リアとは違った方向で五月蠅そうなヤツだ。
慌てふためいた娘は俺に詰め寄ってきた。
「あ、あの!わだすのアンク知らねーだか!?
大事なモンなんだす。あれがなくっちゃ、毎朝のお祈りもできねーだよ!」
「……お前の荷物は、お前を助けて治療したときに、全部回収してある。
まだ山に残ってるモノもあるかもしれねーが、捜索させてる最中だ」
「ほ、ほんとだすか!?
あー、よかっただよ。修道女のクセにアンク無くしただなんて、神様に顔向けできねーだ」
アンクが何かは知らないが、どうやら祈りのための祭器らしいとは予想がついた。
一安心したところで、改めて俺に向き直って深々と礼をする。
「どこの騎士様かはしらねーだども、ほんに助けて下さってありがとうごぜましただ。
あの崖から落ちたときゃあ、絶対死んだと思いましただよ」
「礼には及ばねえ。
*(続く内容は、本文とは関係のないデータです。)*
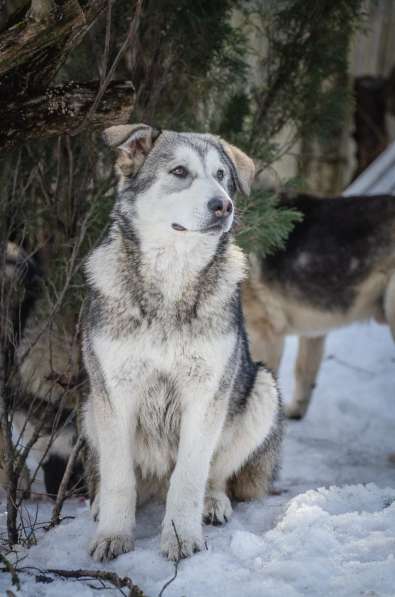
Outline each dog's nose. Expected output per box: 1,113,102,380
207,197,233,218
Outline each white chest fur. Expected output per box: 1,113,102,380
92,326,235,477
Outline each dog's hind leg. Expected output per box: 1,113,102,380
384,273,395,341
285,335,325,420
247,321,284,375
206,365,282,516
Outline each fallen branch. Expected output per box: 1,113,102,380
0,0,110,95
0,0,85,93
0,80,135,150
11,566,148,596
48,568,147,595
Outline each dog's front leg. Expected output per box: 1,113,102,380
89,394,137,562
161,395,226,560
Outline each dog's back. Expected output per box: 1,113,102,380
246,194,395,341
262,194,395,312
243,193,395,419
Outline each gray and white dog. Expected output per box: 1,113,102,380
82,124,282,562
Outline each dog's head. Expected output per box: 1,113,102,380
103,124,255,240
領主としての責務だ」
「領主……?」
「ああ。俺はこのインターラーケンの領主。
トゥーン=インターラーケンだ」
パチクリと、大きな青い眼が何度も瞬きする。
アゴが外れるんじゃないかというくらい大きく口を開ける。
そして、慌てて床に膝をついて平服し出した。
「そ、それは!とんだご無礼を致しましただ!
まさか領主様が、こんなお若い方だったとは。
しかも領主様御自らが、わだすなんぞの看病をして下さってたなんぞ、夢にも思わなかったですだ!」
「あー、気にすんな。
ド田舎だからな。しかも領地をもらったばっかで、まともな兵士もいやしない。
だからしょうがなく、俺が自分で見張り番をしてたわけだ」
そういって恐縮してるパオラを立たせる。
恐縮はしているが、怖がる様子はない。魔界で魔族を目の前にして。
そうか……こいつ、俺を人間と勘違いしたな?遭難したとき魔界側へ落ちたことに気付いてないわけだ。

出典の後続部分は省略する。